Let's take a quick look at the Parquet file:
hadoop fs -cat sales_from_sqoop_parquet/*.parquet
You'll notice the compression (we can't read the file contents) but especially the schema which is placed within the file and derived from the RDBMS schema:
Let's now start the sqoop job with a further parameter "--as-avrodatafile":
sqoop import --connect jdbc:mysql://localhost/webshop --username root --table sales --m 1 --target-dir sales_from_sqoop_avro --as-avrodatafile
The sqoop job puts its data into HDFS by default (it is a "traditional" tool). You can check this by executing the following command on the master node:
hadoop fs -ls
This will show three folders if you executed the previous lab and did not delete the HDFS folder ("sales", "sales_from_sqoop_parquet", and "sales_from_sqoop_avro").
Instead of comparing the files again, we will now move them to GCS.
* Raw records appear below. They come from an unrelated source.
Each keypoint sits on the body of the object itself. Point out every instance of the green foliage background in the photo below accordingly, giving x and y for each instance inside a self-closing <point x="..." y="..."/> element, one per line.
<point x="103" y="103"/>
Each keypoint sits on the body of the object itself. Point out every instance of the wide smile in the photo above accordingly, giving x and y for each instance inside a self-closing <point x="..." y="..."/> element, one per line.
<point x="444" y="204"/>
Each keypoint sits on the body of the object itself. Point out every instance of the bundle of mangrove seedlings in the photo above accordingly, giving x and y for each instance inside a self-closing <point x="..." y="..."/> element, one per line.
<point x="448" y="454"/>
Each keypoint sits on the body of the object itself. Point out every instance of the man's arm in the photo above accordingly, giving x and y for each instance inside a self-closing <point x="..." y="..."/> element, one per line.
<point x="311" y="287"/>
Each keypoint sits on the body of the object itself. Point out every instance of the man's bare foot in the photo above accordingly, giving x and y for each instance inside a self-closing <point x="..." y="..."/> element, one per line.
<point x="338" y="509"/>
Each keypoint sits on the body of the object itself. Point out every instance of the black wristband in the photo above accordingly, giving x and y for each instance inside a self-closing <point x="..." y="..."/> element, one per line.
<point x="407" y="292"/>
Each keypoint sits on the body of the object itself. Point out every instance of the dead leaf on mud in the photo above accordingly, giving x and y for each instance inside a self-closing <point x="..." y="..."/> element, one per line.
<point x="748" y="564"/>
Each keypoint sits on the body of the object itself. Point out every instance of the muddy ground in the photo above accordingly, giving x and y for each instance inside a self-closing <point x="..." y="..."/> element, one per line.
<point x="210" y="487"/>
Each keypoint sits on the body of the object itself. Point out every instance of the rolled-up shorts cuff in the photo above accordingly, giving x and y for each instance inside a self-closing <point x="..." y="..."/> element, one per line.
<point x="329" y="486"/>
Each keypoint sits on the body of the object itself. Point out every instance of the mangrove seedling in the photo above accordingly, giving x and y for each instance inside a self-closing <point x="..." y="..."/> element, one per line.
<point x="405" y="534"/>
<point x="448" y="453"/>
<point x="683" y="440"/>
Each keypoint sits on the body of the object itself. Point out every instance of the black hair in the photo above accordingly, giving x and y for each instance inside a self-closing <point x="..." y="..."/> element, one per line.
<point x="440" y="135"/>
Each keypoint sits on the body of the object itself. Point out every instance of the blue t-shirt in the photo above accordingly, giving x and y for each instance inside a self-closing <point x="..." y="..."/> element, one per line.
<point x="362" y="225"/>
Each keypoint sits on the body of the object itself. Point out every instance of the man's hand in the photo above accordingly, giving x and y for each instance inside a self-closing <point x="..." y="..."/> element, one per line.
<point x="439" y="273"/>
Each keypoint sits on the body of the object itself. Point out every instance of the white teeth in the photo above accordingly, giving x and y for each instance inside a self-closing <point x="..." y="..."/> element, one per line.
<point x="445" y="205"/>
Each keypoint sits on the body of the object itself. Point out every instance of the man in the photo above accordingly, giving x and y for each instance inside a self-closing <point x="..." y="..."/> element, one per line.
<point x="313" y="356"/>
Since we don't want to store data in HDFS over a long period of time (in order to be able to delete the DataProc cluster), we'll now move the sqoop results to GCS. We can achieve this by using the following commands:
hadoop fs -cp sales_from_sqoop_avro gs://pk-gcs/
hadoop fs -cp sales_from_sqoop_parquet gs://pk-gcs/
Your bucket should now contain all three directories with our sqoop export data in them:
Parquet files show the advantage of the included schema and are especially useful for analytical workloads. However, for testing purposes one often just wants to load a whole file into a Pandas dataframe to check if everything is fine. Let's do this now.
Open "AI Platform" → "Notebooks" and create a new instance (e.g. "pk-jupyter").
Open the JupyterLab and create a new Python3 notebook.
Insert the following code in the first cell:
import pandas as pd
df_plain = pd.read_csv("gs://pk-gcs/sales_from_sqoop/part-m-00000", header=None)
print(df_plain.dtypes)
df_plain.head(3)
This will load the plaintext output of sqoop and show the first 3 rows. Please notice that we don't have any schema information (all non-numeric columns are of type "object").
First, you need to find out the filename of your Parquet file in cloud storage:
Copy the filename and Insert the following code into another cell (replacing FILENAME):
df_parquet = pd.read_parquet("gs://pk-gcs/sales_from_sqoop_parquet/FILENAME.parquet")
df_parquet.head(3)
The Parquet file "shipped" the schema (however, unfortunately the date column is not represented correctly but rather in a timestamp "unix epoch" format):
We can convert this column to a date value using the following command:
df_parquet['sales_date'] = pd.to_datetime(df.sales_date, unit='ms')
This way we'll have the desired column types:
Although we have not learned much about Spark yet, we want to take a quick glance at how a Parquet file can be loaded into our cluster's worker nodes for distributed (big data) processing.
In the shell you used for executing the sqoop jobs (i.e. the cluster master node), please enter the following command to start an interactive PySpark session:
pyspark
After few seconds, you should see the interactive PySpark shell:
With the following command, we can tell the spark cluster that there is a Parquet file in our GCS (or also HDFS) and inspect the schema:
df = spark.read.load("gs://pk-gcs/sales_from_sqoop_parquet/*.parquet")
df
This should be the output:
With the following command, we can inspect the first three rows:
df.head(3)
This should be the output:
Please close the interactive PySpark shell with this command:
exit()
This should be the output:
Please make sure to delete your cluster (in the live-lecture, please leave your cluster running):
You should also delete or at least shut down your cloud SQL instance (in the live-lecture, please leave your SQL server running!):
Furthermore, please delete the notebook instance (in the live-lecture, please leave that running!):
Congratulations, you set up a "big data-traditional" and horizontally scaling ingestion pipeline using a Hadoop cluster with sqoop and stored your data in popular big data formats (Avro and Parquet). You also got a first impression of how to access these file formats from Pandas and PySpark (which you'll get to know in more detail later).